Walking through the physical therapy gym at work, I noticed one of the PT’s taking the blood pressure of one of my patients.
In response to my enquiry, the PT replied that the patient complained of dizziness when rising from an exercise.
“Doesn’t everyone?” I asked. Evidently not, according to the PT. I was in my mid-40’s when I learned this.

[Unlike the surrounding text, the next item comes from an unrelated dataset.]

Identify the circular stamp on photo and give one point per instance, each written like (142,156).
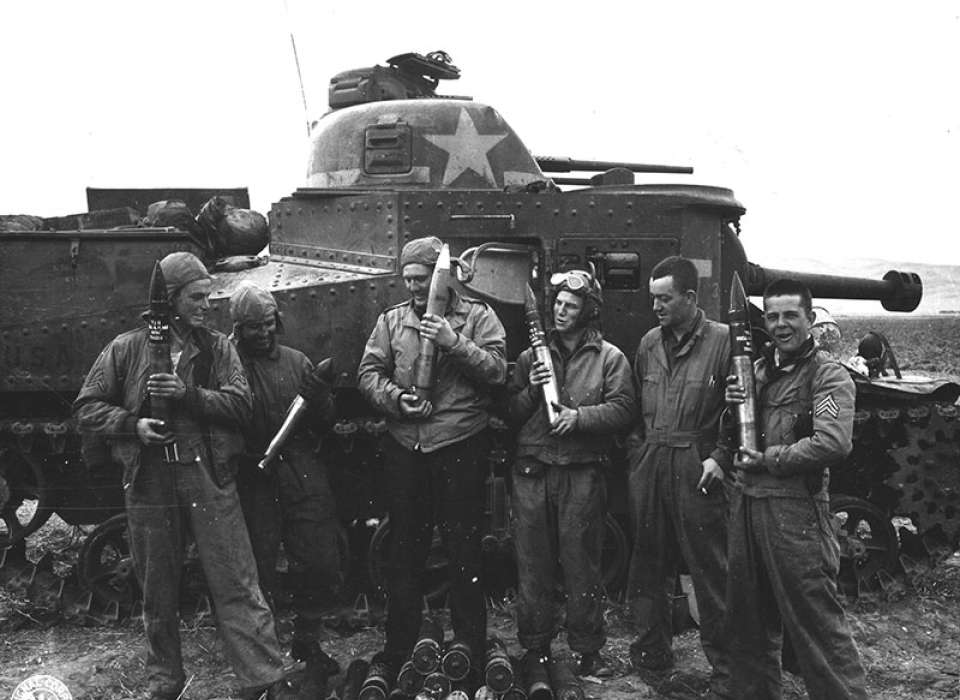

I don’t recall any time in my life when I didn’t experience some dizziness or vertigo with standing up quickly, especially after bending over. I marveled at my playmates who enjoyed rolling down hills, an exercise that would result in nausea if not vomiting for me. I tried to enjoy somersaults and hanging upside down from the trapeze. Nope, very uncomfortable. By the time I was eight or nine, the sight of a playground merry-go-round elicited nausea.
I tended to get motion sickness easily. Our vacation at a favorite getaway in Wisconsin was not complete until I threw up over the front seat (no seatbelts then) while traversing the long dirt lane. I was surprised when revisiting this scenic lane as an adult to see that it was less than a block long.
I have learned to live with motion sickness and frequent dizziness. Blissful Becca encourages us to rise slowly to avoid dizziness and imbalance which usually resolves quickly. There is no medical reason for this, such as poor blood pressure, heart or pulmonary disease. Could it be that the multiple ear infections I suffered as a child has resulted in an inner ear dysfunction? With age and bifocals, care is taken to adjust my sight appropriately for balance.
I am surmising some hormonal involvement. Although I continue to take care when changing position quickly, motion sickness is greatly curbed since menopause. I can actually read in the car! While it is moving!! I am going to skip the somersault.